US 12,190,444 B2
Image-based environment reconstruction with view-dependent colour
Mikko Strandborg, Hangonkylä (FI); and Kimmo Roimela, Tampere (FI)
Assigned to Varjo Technologies Oy, Helsinki (FI)
Filed by Varjo Technologies Oy, Helsinki (FI)
Filed on Feb. 17, 2023, as Appl. No. 18/111,299.
Prior Publication US 2024/0282050 A1, Aug. 22, 2024
Int. Cl. G06T 17/00 (2006.01); G06T 7/11 (2017.01); G06T 7/13 (2017.01); G06T 7/90 (2017.01); G06V 10/74 (2022.01); G06V 10/82 (2022.01)
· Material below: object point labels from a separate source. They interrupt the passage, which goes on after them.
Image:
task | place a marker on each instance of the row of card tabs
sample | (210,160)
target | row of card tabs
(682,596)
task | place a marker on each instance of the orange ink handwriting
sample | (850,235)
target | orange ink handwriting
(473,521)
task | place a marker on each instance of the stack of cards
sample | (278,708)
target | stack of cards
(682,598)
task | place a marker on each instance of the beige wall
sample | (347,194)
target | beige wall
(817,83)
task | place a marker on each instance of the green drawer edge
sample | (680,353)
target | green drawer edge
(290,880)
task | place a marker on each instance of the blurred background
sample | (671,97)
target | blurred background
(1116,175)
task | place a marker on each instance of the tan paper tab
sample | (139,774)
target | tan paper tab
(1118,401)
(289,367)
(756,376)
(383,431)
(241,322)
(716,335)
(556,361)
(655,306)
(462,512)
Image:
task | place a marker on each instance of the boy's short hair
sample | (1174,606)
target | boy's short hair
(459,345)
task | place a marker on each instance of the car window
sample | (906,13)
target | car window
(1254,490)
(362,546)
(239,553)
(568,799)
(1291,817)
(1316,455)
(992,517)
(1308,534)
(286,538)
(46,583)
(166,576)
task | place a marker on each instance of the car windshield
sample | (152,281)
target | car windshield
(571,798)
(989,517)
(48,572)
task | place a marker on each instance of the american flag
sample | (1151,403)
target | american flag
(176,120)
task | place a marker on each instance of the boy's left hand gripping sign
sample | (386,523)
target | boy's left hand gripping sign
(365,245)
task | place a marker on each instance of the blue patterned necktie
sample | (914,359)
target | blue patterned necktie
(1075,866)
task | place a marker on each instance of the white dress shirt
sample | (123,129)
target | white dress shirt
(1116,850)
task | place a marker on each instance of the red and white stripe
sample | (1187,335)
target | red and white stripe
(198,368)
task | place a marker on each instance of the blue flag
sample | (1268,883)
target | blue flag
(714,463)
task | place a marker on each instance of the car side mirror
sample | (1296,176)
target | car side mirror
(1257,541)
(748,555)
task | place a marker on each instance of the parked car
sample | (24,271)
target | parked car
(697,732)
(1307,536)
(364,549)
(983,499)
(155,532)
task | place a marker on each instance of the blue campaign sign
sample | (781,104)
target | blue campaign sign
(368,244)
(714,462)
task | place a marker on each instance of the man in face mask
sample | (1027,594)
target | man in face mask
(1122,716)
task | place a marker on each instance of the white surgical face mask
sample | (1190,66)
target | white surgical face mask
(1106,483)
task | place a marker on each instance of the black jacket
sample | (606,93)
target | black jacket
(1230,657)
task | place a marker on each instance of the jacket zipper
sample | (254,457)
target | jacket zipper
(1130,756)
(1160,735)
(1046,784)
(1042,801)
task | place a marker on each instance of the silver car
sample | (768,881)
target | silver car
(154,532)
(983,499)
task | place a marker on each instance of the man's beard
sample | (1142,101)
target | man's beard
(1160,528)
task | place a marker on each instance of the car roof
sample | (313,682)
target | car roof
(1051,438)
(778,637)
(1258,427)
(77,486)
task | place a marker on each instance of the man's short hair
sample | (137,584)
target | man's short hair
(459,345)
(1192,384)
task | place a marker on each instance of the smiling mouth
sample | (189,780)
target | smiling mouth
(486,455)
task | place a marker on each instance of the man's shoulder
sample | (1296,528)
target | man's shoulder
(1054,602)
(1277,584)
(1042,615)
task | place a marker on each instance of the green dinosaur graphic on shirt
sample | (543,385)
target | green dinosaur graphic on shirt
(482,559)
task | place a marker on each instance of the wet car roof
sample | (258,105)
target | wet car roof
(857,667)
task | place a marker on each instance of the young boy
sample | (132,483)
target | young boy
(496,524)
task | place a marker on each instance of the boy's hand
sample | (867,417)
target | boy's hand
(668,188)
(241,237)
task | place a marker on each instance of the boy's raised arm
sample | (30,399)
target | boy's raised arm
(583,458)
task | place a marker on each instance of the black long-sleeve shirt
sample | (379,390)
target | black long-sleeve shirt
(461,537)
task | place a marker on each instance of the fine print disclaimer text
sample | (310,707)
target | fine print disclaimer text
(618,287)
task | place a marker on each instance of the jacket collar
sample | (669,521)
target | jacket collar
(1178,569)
CPC G06T 17/00 (2013.01) [G06T 7/11 (2017.01); G06T 7/13 (2017.01); G06T 7/90 (2017.01); G06V 10/761 (2022.01); G06V 10/82 (2022.01); G06T 2207/10024 (2013.01); G06T 2207/10028 (2013.01); G06T 2207/20081 (2013.01)] 19 Claims
OG exemplary drawing
 
1. A computer-implemented method comprising:
obtaining a three-dimensional (3D) data structure comprising a plurality of nodes, each node representing a corresponding voxel of a 3D grid of voxels into which a 3D space occupied by a given real-world environment is divided, wherein a given node of the 3D data structure stores given viewpoint information indicative of a given viewpoint from which a given colour image and a given depth image are captured, along with any of:
(i) a given colour tile of the given colour image that captures colour information of a given voxel represented by the given node and a corresponding depth tile of the given depth image that captures depth information of the given voxel from a perspective of the given viewpoint,
(ii) reference information indicative of unique identification of the given colour tile and the corresponding depth tile;
utilising the 3D data structure for training at least one neural network, wherein a given input of the at least one neural network comprises information indicative of a 3D position of a given point in the given real-world environment and a given output of the at least one neural network comprises a colour and an opacity of the given point; and
for a new viewpoint from a perspective of which a given output colour image is to be reconstructed,
determining a set of visible nodes in the 3D data structure whose corresponding voxels are visible from the new viewpoint;
for a given visible node of said set, selecting, from amongst depth tiles of the given visible node, at least one depth tile whose corresponding viewpoint matches the new viewpoint most closely;
reconstructing, from depth tiles that are selected for each visible node of said set, a two-dimensional (2D) geometry of objects represented by pixels of the given output colour image; and
utilising the at least one neural network to render colours for the pixels of the given output colour image.